The Day of the Locust

Nathanael West · 1939 · Modern Literary Fiction (1900-1970)

Core Thesis

Hollywood functions not as a dream factory but as a mechanism for generating mass psychosis — a landscape where the commodified fantasies of American culture curdle into collective violence, and where those who have been promised paradise and denied it become the most dangerous force in civilization.

Key Themes

Skeleton of Thought

West constructs his novel as a deliberate inversion of the Hollywood mythos, opening not with glamour but with architectural fraud — the studio backlot where "they have been building a French chateau, a Rhine castle, a corner of lower Fifth Avenue," all pasteboard and illusion. This opening establishes the central metaphysical claim: American mass culture has replaced authentic experience with a permanent simulation, and this substitution has consequences that are not merely aesthetic but violently political.

The novel's population divides into predators and prey, with Faye Greener as the apex predator — a woman of such perfect vacuity that she becomes a mirror for male projection. She is "not a person at all" but rather a surface onto which Homer Simpson, Earle Shoop, Miguel, and even Tod project their damaged desires. Homer represents the most pathetic figure: the repressed middle-American whose accumulated frustrations have no language except the physical — his compulsive hand-wringing, his eventual explosive violence. He is the citizen of the American Dream who has been cheated of his inheritance, and his inarticulate rage prefigures the masses who would later flock to authoritarian movements.
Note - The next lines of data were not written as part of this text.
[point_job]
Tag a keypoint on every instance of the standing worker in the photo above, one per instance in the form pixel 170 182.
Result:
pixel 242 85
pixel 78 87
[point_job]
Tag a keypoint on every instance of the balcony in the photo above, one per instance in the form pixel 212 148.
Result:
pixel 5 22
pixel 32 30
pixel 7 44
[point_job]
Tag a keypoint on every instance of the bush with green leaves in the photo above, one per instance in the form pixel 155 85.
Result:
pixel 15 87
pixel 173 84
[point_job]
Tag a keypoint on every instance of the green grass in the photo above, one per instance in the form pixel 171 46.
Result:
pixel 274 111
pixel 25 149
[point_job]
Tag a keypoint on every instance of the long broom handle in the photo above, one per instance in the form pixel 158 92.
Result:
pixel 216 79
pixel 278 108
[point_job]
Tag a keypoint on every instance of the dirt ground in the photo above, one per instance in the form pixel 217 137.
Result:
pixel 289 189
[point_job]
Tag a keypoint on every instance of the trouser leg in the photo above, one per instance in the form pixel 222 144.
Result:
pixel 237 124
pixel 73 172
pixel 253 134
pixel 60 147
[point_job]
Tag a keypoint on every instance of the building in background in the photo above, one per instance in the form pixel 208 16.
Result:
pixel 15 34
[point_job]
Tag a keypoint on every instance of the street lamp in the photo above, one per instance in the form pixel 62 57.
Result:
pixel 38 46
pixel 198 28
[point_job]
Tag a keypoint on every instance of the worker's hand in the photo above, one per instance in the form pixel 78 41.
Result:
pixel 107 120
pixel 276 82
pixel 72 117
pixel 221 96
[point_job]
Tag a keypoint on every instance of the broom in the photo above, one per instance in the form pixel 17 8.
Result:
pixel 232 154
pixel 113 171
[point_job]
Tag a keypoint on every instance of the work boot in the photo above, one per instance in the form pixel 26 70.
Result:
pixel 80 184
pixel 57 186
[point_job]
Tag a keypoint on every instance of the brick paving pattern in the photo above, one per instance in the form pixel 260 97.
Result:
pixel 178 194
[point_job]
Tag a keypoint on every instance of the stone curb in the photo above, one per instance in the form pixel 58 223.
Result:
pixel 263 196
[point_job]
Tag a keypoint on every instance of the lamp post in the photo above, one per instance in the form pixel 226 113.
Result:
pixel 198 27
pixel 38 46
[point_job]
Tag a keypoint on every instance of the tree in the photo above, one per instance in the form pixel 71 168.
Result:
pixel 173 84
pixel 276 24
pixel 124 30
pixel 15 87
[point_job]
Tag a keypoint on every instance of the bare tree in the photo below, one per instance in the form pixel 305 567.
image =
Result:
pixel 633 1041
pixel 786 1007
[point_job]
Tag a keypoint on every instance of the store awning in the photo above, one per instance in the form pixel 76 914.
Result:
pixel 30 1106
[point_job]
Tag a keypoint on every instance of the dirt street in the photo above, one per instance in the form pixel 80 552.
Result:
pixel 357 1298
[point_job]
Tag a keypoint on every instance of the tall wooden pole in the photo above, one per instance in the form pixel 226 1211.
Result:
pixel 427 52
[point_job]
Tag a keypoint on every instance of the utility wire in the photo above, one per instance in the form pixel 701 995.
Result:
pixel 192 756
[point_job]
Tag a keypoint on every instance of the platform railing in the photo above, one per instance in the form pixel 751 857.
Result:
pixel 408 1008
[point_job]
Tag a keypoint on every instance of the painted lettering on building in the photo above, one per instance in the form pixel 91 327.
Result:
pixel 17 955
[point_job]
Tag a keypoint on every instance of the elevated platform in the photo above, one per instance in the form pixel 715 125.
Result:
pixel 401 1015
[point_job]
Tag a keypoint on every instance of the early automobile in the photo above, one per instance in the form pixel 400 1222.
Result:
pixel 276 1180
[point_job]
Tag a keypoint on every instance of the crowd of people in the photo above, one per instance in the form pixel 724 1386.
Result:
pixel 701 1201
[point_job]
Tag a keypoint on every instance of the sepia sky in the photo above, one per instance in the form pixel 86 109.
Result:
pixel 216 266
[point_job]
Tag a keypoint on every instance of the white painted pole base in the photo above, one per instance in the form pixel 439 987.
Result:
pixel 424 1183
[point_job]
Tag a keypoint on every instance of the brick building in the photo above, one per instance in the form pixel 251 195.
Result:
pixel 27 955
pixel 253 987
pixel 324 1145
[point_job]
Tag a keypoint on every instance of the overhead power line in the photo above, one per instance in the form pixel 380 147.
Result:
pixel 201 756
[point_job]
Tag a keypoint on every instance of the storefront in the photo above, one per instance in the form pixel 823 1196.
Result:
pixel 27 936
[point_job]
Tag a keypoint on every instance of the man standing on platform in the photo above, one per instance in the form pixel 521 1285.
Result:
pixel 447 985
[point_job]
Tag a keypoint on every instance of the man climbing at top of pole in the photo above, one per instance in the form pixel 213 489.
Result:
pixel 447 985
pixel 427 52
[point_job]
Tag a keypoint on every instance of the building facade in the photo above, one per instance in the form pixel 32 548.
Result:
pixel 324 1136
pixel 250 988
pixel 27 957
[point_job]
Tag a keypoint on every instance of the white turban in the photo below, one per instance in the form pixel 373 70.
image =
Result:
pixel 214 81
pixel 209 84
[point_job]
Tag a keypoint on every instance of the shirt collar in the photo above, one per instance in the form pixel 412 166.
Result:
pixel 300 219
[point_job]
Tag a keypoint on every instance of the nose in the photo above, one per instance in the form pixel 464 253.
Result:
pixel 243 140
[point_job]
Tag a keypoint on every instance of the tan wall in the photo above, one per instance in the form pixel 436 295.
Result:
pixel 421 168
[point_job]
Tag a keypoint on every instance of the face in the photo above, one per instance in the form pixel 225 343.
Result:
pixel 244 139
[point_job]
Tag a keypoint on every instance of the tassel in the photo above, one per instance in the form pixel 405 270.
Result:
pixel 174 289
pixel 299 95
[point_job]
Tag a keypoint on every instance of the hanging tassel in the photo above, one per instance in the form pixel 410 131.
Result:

The book's most radical claim emerges through structure rather than argument: West withholds the promised violence until the final pages, creating a narrative pressure-cooker. Every scene accumulates potential energy — the dead dog in the alley, the cockfight, the casual cruelties of studio life — until the premiere riot releases it all at once. The crowd's attack on the child actor is not senseless but inevitable; it is the logical conclusion of a culture that has taught people to worship images while denying them genuine satisfaction.

Finally, Tod's breakdown in the police siren — screaming with the crowd, his individual identity dissolving into the collective howl — represents West's darkest insight. The artist who presumed to paint the burning of Los Angeles discovers himself inside the conflagration, unable to maintain critical distance. The novel's famous final lines do not offer catharsis but entrapment in the siren's " mechanical vri-sri-vri-sri-vri-sri," the sound of civilization consuming itself.

Notable Arguments & Insights

Cultural Impact

The Day of the Locust initially sold poorly and was largely forgotten until after West's death in 1940, but it has since become recognized as perhaps the definitive Hollywood novel and one of the most prescient works of twentieth-century American literature. Its vision of a culture generating mass psychosis through commercialized fantasy anticipated later critiques of television, advertising, and social media. The novel's influence pervades the "Hollywood noir" genre — from Billy Wilder's Sunset Boulevard (1950) to David Lynch's Mulholland Drive (2001) — and its apocalyptic crowd scene prefigured both the analysis of totalitarian mass psychology (Arendt, Canetti) and the actual urban riots of the 1960s. West's integration of the grotesque with social criticism opened pathways for everyone from Flannery O'Connor to Cormac McCarthy.

Connections to Other Works

One-Line Essence

West's Hollywood is not the capital of make-believe but the proving ground for an American apocalypse — where mass-produced dreams create masses hungry for destruction.